SMTPは、画像情報を送受信するためのプロトコルである。
解答
解説 重要なプロトコルを以下にまとめます。

FTP(File Transfer protocol):ファイルのダウンロードやアップロードを行うときに使用されます。
HTTP(Hyper Text Transfer Protocol):ハイパーテキスト形式(HTMLやXML等)の転送に使用されます。URLのhttpもこれのことです。
SMTP(Simple Mail Transfer Protocol):メールを送信するときに使われるプロトコル。サーバー間の転送も担当します。
POP3(Post Office Protocol):メールをサーバから取り出すときに使われるプロトコル

問18 インターネットを経由してA社からB社に10通の電子メールを連続して送ったところ、B社には送った順序とは異なる順序で届いた。これについて、適切な見解はどれか。
A社のメールサーバの設定に問題がある。
B社の電子メールに関するファイアウォールの設定に問題がある。
後から到着した電子メールは転送中に改ざんされた可能性が高い。
転送経路が同一とは限らないので、到着順序は変わることがある。
解答
解説 選択肢アやイだった場合は、すべてのメールが影響を受けて送信エラーのような状態になります。選択肢ウですが、特定のメールだけが届くかず、極端に遅れ、改ざんや盗聴に対するセキュリティ対策を行っていなかった場合には、その可能性も全くないわけではありませんが、今回の場合はそういうった極端な例ではないので、選択肢エが妥当だといえます。

問19 2.4GHz帯の電波を利用し、半径10mの範囲で1Mビット/秒程度までの通信速度を実現する無線技術はどれか。
Bluetooth 1.0
IEEE 802.11b
IEEE 802.11g
IrDA
解答
解説 4つとも無線の規格で混合しやすいので、以下にまとめます。

Bluetooth 1.0 : 1Mbps程度の通信を行える
IEEE 802.11b : 10Mbps以上の通信を行える。現在の無線LANの主流
IEEE 802.aag : 約54Mbpsの高速通信が行える。
IrDA : 赤外線を利用したもので、比較的低速な通信を行う。

なお、『Bluetooth 1.0』『IEEE 802.11b』『IEEE 802.11g』はいずれも2.4GHzという値の周波数帯を利用していますが、これは無免許で行えるためこの周波数帯を利用しています。
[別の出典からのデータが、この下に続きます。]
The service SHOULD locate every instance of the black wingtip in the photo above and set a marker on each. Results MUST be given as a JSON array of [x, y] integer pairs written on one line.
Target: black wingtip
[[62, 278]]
問20 データマイニングの説明として、適切なものはどれか。
大量のデータを高速に検索するための並行的アクセス手法
大量のデータを統計的、数学的手法で分析し、法則や因果関係を見つけ出す技術
販売実績や製造実績などの時系列データを大量に蓄積するデータベースの保存手法
ユーザの利用目的に合わせて、部門別のデータベースを作成する技術
解答
解説 データマイニング(あるいはデータマイニングツール)とは、業務でいままで蓄積してきた大量のデータ(データウェアハウス)から相関関係などを分析することによって、今後の意思決定を支援する技術のことです。一見紙おむつと生ビールには全くの関係がないように見えますが、統計学的に調べてみたところ、紙おむつを買う年代は若い夫婦の場合が多く生ビールも購入するケースが多いなど、関係がなさそうに見えるものにも相関関係等を見つけ出します。データウェアハウスと合わせて覚えておくとよいでしょう。